Class Inheritance Structure

It is a pain to have to redefine the same stats for different player or item NFTs across many unique NFT mints, as well as costly. The Raindrops Protocol avoids this by taking the stance that object inheritance is useful, and an object class should be it’s own NFT.

An object class can inherit from another, and all existing object instances should inherit from an existing object class NFT.

Both the Player and Item contract behave this way, with PlayerClass structs and ItemClass structs living on top of their own NFTs where configuration data is stored, and the actual Player and Item instance structs being slimmed down structs that only contain stateful information specific to that NFT.

For an example of this, here is an ItemUsage(Object class, configuration data) and an ItemUsageState(Object instance, stateful information):

pub struct ItemUsage {
    index: u16,
    basic_item_effects: Option<Vec<BasicItemEffect>>,
    usage_permissiveness: Vec<PermissivenessType>,
    inherited: InheritanceState,
    item_class_type: ItemClassType,
    callback: Option<Callback>,
    validation: Option<Callback>,
    do_not_pair_with_self: bool,
    dnp: Option<Vec<DNPItem>>,
}

pub struct ItemUsageState {
    index: u16,
    uses: u64,
    activated_at: Option<u64>,
}

An ItemUsage will have a has_many relationship with an ItemClass and is embedded within the ItemClass.

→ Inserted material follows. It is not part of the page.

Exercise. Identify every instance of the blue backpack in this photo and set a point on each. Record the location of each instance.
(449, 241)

ItemUsage defines how a given item may be used, and an item can be used in many ways. However, the ItemClass doesn’t actually get used - it is a blueprint for creating Item instances. When made, Items don’t all contain this massive struct in their PDAs, they instead contain a single trimmed down ItemUsageState for each ItemUsage defined within their parent ItemClass class.